Estamos viviendo en sociedades que se muestran como políticamente democráticas  pero que son socialmente fascistas. ¿Cómo fue posible? He mencionado antes los treinta años gloriosos, los años de lo que predominó el Estado de bienestar (1945-1975). ¿Cómo se define este concepto?:

El Estado de Bienestar es un concepto político que se relaciona con una forma de gobierno en la cual el Estado se preocupa por el bienestar de todos sus ciudadanos, que no les falte nada, que puedan satisfacer sus necesidades básicas, proveyéndoles en cada caso de aquello que no puedan conseguir por sus propios medios. Entonces se hace cargo de los servicios y derechos de una gran parte de la población considerada humilde o empobrecida.

¿Por qué fue desapareciendo este modelo de estado? Porque, para los gobiernos del llamado “mundo occidental”, ya había cumplido gran parte de su razón de ser: “contener el posible avance del comunismo durante el período de la posguerra europea”. La posibilidad real del avance sobre las “democracias liberales” que la fuerte presencia en ellas de partidos comunistas sólidos y organizados les hacía temer. Tal vez, pueda señalarse como una bisagra la Crisis del petróleo:

La crisis del petróleo comenzó en 1973, a raíz de la decisión de la Organización de Países Árabes Exportadores de Petróleo (OPEP) de no exportar más petróleo a los países que habían apoyado a Israel durante la guerra de Yom Kipur [1]: esta medida incluía a Estados Unidos y a sus aliados de Europa Occidental.
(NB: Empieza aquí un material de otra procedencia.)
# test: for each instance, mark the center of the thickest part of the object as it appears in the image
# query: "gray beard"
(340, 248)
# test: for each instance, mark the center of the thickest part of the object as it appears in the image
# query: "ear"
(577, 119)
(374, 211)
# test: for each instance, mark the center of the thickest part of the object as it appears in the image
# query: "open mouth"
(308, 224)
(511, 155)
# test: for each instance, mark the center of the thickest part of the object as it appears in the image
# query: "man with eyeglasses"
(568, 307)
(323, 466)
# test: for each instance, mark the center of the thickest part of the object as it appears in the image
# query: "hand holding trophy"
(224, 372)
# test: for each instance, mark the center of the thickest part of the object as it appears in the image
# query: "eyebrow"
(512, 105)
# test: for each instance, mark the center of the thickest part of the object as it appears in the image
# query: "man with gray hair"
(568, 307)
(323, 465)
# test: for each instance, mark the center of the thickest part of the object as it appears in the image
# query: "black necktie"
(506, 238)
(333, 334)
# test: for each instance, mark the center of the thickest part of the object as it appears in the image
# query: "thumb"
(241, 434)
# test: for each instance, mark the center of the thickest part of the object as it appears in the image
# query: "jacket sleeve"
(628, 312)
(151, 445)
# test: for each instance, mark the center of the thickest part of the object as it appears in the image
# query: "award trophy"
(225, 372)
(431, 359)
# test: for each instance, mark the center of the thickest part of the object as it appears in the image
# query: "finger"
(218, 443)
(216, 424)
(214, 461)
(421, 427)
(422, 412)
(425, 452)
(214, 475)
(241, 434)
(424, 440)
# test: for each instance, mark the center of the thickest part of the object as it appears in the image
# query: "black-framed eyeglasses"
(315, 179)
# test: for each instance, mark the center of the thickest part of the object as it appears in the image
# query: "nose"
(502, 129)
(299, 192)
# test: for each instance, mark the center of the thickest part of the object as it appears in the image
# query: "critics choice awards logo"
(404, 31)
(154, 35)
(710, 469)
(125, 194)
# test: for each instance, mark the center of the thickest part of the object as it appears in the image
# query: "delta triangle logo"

Este conflicto corrió, momentáneamente, del centro del escenario internacional, el llamado “peligro rojo”. Poco después, la instalación del “eje del mal” [2], a fines de los años 80 y los 90, abrió el camino a una recomposición de ese escenario por la presencia de un proyecto avasallador: la globalización neoliberal. Ésta liquidó lo que quedaba de la relación creativa que había podido moderar el viejo conflicto. Esa que había comenzado a partir de la “famosa” Revolución industrial inglesa (1760-1840):

Fue un proceso de transformación económica, social y tecnológica que se inició en la segunda mitad del siglo XVIII en Gran Bretaña, que se extendió a gran parte de Europa occidental y América Anglosajona. Durante este periodo se vivió el mayor conjunto de transformaciones económicas, tecnológicas y sociales de la historia de la humanidad.
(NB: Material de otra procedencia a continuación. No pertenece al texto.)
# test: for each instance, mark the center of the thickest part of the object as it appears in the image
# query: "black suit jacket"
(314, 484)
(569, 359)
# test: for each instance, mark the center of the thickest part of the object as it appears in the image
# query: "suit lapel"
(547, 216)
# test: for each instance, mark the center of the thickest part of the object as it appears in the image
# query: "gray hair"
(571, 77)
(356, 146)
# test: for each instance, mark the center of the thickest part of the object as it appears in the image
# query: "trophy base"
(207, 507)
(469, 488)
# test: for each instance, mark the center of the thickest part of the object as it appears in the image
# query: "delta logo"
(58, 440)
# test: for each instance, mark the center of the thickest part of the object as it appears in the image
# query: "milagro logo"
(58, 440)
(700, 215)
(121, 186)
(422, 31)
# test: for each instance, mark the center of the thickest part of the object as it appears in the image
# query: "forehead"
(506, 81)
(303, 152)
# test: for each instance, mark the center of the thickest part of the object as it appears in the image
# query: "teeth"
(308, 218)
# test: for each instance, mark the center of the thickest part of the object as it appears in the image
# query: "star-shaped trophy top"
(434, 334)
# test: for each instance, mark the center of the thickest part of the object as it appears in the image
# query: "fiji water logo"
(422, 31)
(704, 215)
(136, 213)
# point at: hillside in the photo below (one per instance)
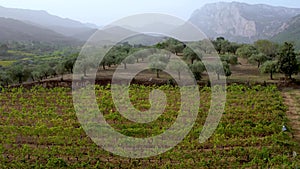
(240, 21)
(290, 33)
(14, 30)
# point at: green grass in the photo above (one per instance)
(7, 63)
(39, 128)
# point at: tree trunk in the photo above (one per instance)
(271, 75)
(84, 72)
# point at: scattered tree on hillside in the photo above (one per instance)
(219, 70)
(269, 67)
(266, 47)
(189, 54)
(230, 59)
(246, 51)
(259, 59)
(3, 49)
(178, 66)
(287, 62)
(5, 79)
(19, 73)
(171, 45)
(157, 63)
(197, 69)
(221, 45)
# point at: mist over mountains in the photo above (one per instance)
(242, 22)
(235, 21)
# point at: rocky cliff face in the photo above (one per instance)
(242, 22)
(290, 32)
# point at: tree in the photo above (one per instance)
(266, 47)
(171, 45)
(207, 46)
(197, 69)
(3, 49)
(223, 69)
(178, 66)
(298, 62)
(287, 63)
(246, 51)
(157, 63)
(258, 58)
(230, 59)
(60, 70)
(269, 67)
(19, 73)
(221, 45)
(189, 54)
(70, 61)
(5, 79)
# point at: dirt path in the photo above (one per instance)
(292, 100)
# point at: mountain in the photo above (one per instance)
(11, 29)
(64, 26)
(291, 32)
(242, 22)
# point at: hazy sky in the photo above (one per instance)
(102, 12)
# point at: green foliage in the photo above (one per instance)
(246, 51)
(5, 79)
(178, 66)
(259, 59)
(19, 73)
(230, 59)
(197, 69)
(266, 47)
(269, 67)
(39, 128)
(221, 45)
(220, 69)
(287, 62)
(171, 45)
(189, 54)
(157, 63)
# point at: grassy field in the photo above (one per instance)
(40, 130)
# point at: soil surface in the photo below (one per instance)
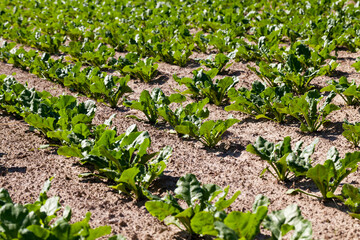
(25, 166)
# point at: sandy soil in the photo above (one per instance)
(24, 166)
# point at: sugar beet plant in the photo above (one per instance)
(123, 159)
(260, 101)
(348, 91)
(282, 159)
(220, 62)
(328, 176)
(150, 103)
(352, 132)
(208, 132)
(89, 81)
(306, 110)
(205, 213)
(39, 220)
(202, 85)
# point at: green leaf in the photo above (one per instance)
(203, 223)
(160, 209)
(70, 152)
(189, 189)
(282, 221)
(246, 225)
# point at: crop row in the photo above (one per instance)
(125, 161)
(165, 28)
(276, 102)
Ese proceso otorgó al capital una gran superioridad, transformada en dura hegemonía en las décadas siguientes: avanzó en el sometimiento y explotación de los trabajadores, que fueron empobreciéndose hasta límites insospechables, pocas décadas antes. Los trabajadores lucharon en la segunda mitad del siglo XIX para conquistar derechos sociales, y una legislación social que avanzaba fue garantizándolos. Las dos grandes guerras abrieron un tiempo que suspendió todo ello. La posguerra y el estado de bienestar, ya analizado, mantuvieron un periodo conocido como la guerra fría: fue un enfrentamiento político, económico, social, militar, que se inició tras finalizar la Segunda Guerra Mundial (1945) entre el bloque Occidental liderado por Estados Unidos, y el bloque del Este liderado por la Unión Soviética. Y perdió vigencia por la desintegración de la URSS.

[1] También conocida como la guerra árabe-israelí de 1973, fue un conflicto bélico librado por la coalición de países árabes liderados por Egipto y Siria contra Israel.

[2] La expresión «eje del mal» fue utilizada públicamente en los noventa, aunque circulaba por los gabinetes de los think tank de los Estados Unidos, para hacer referencia a los Estados que “supuestamente” apoyaban al terrorismo.